The film’s centrepiece is undoubtedly the Coliseum. This underground fight club, depicted as a grimy, neon-lit pit filled with bloodthirsty gamblers, feels like something ripped straight from a contemporary video game or comic book. Interestingly, some of the filming for these brutal sequences took place within the decaying grandeur of the Ambassador Hotel in Los Angeles – a location already steeped in a dark history (it was the site of Robert F. Kennedy's assassination). Knowing this adds an unintentional layer of grim atmosphere to the proceedings. Other scenes utilized the iconic Vasquez Rocks, a location familiar to anyone who's watched, well, seemingly half the sci-fi and westerns ever filmed!
The action within the Coliseum, overseen by stunt coordinator Wayne Hubbard (who worked on numerous action staples), is relentless. It’s pure 90s direct-to-video aesthetics: gritty, hard-hitting, and favouring practical stunts over optical illusions. You see the sweat, you practically feel the impact of the blows. When Tommy Lee finally confronts Brakus, the clash feels earned, a culmination of raw physicality rather than digital wizardry. Compare this to modern CGI-heavy fight scenes – there's a tactile quality here, a sense of real bodies colliding, that often gets lost today. Sure, some of the editing might feel choppy by modern standards, and the villains bordering on caricature, but the impact? That still lands.
No, Best of the Best 2 doesn't recapture the earnest, slightly naive charm of the original. It traded international camaraderie for blood feuds and back-alley brawls. Its $5-6 million budget (roughly $11-13 million today) didn't exactly set the box office ablaze, grossing only around $6.6 million domestically, but you can bet it found its real audience on VHS and cable, becoming a staple of late-night viewing. It knew its audience: fans who wanted less talk, more rock 'em sock 'em action, anchored by a genuinely skilled martial artist. The plot is functional at best, serving primarily to ferry our heroes from one confrontation to the next. But sometimes, that's exactly what you wanted from a Friday night rental.
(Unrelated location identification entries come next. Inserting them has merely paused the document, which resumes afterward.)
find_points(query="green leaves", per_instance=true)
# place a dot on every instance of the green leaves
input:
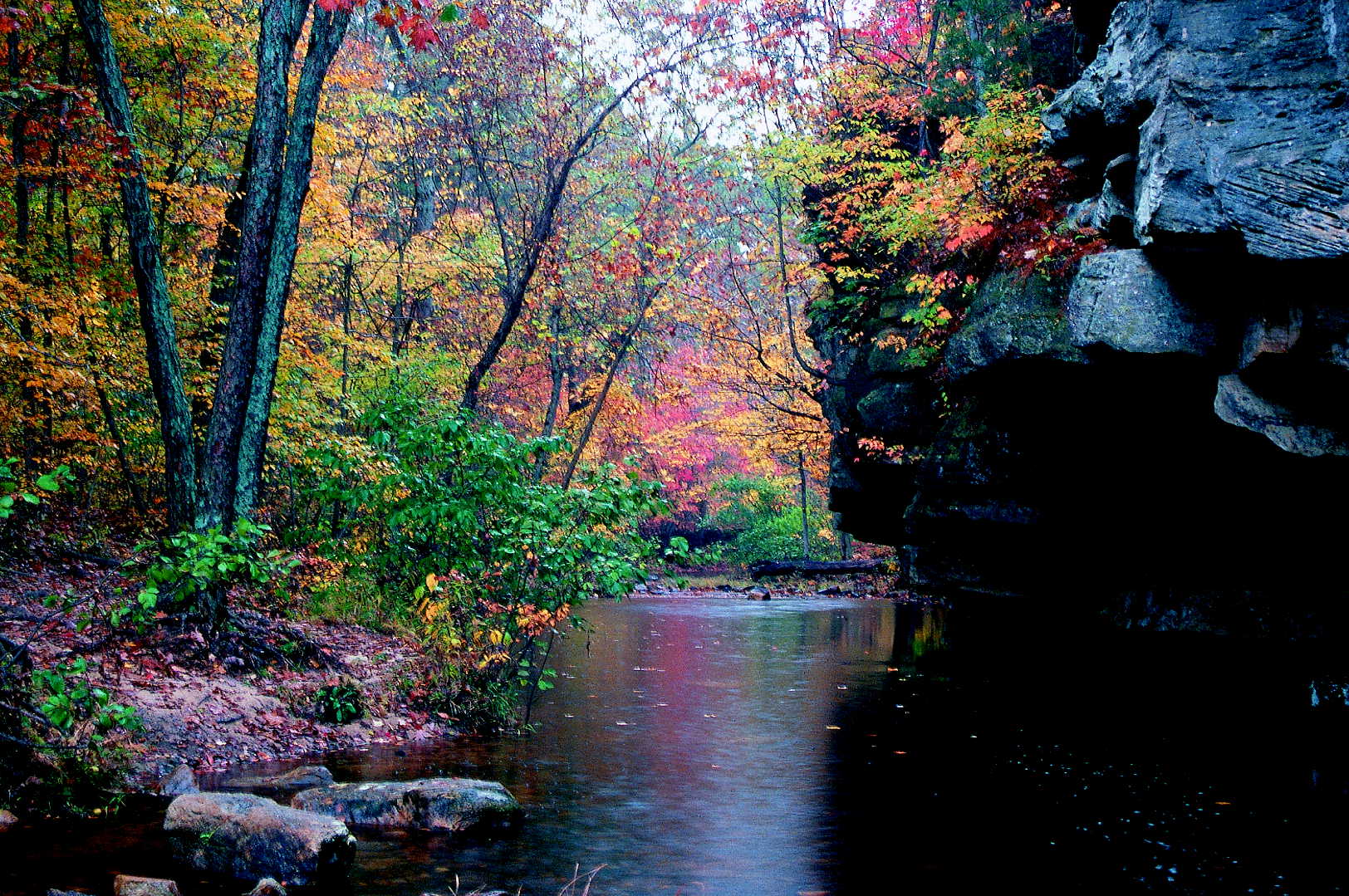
(192, 565)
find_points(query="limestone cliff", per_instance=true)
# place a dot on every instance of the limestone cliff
(1173, 419)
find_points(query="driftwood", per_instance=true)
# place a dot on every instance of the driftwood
(765, 568)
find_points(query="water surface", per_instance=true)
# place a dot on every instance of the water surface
(711, 745)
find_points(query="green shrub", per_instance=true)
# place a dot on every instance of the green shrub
(339, 701)
(484, 559)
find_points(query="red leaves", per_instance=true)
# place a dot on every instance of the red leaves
(419, 32)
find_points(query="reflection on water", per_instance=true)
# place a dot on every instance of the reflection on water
(709, 745)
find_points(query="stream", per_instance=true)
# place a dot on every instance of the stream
(702, 744)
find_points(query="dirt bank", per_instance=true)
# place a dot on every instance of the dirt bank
(204, 710)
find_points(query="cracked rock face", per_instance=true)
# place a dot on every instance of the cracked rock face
(1175, 416)
(1240, 119)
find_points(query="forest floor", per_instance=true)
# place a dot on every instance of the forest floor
(208, 712)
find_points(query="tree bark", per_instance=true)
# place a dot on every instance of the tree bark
(263, 170)
(147, 267)
(326, 37)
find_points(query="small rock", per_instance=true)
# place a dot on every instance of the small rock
(267, 887)
(179, 781)
(282, 786)
(131, 885)
(428, 805)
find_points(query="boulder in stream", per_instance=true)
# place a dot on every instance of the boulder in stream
(248, 837)
(131, 885)
(426, 805)
(267, 887)
(179, 781)
(282, 786)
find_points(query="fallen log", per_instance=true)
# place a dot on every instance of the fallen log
(765, 568)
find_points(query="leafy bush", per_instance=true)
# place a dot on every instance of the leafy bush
(483, 557)
(341, 701)
(768, 516)
(194, 570)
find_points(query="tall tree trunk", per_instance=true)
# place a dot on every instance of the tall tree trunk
(263, 172)
(806, 507)
(147, 267)
(555, 395)
(22, 230)
(326, 37)
(620, 355)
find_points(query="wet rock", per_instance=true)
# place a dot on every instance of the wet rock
(1271, 334)
(179, 781)
(1121, 301)
(1239, 107)
(131, 885)
(429, 805)
(248, 837)
(267, 887)
(282, 786)
(1011, 317)
(893, 409)
(1240, 405)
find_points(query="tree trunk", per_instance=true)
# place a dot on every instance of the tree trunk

Justification: This rating reflects the film's undeniable success as a B-action movie sequel but acknowledges its significant departure and simplification from the original. The +6 comes from Phillip Rhee's outstanding martial arts performance and choreography, the enjoyably menacing presence of Ralf Moeller, Chris Penn's memorable (if brief) contribution, and the sheer commitment to delivering brutal, practical fight sequences that were a hallmark of the era. Points are deducted for the thin plot, lack of the original's emotional depth, and some undeniably cheesy 90s action movie dialogue and tropes. It's a fun, visceral ride, but undeniably a step down in narrative ambition from the first film.
Final Thought: Forget the medals and anthems; Best of the Best 2 is the sound of knuckles cracking in a dimly lit, vaguely dangerous basement club – pure, unpretentious 90s action comfort food, best served with the tracking slightly fuzzy.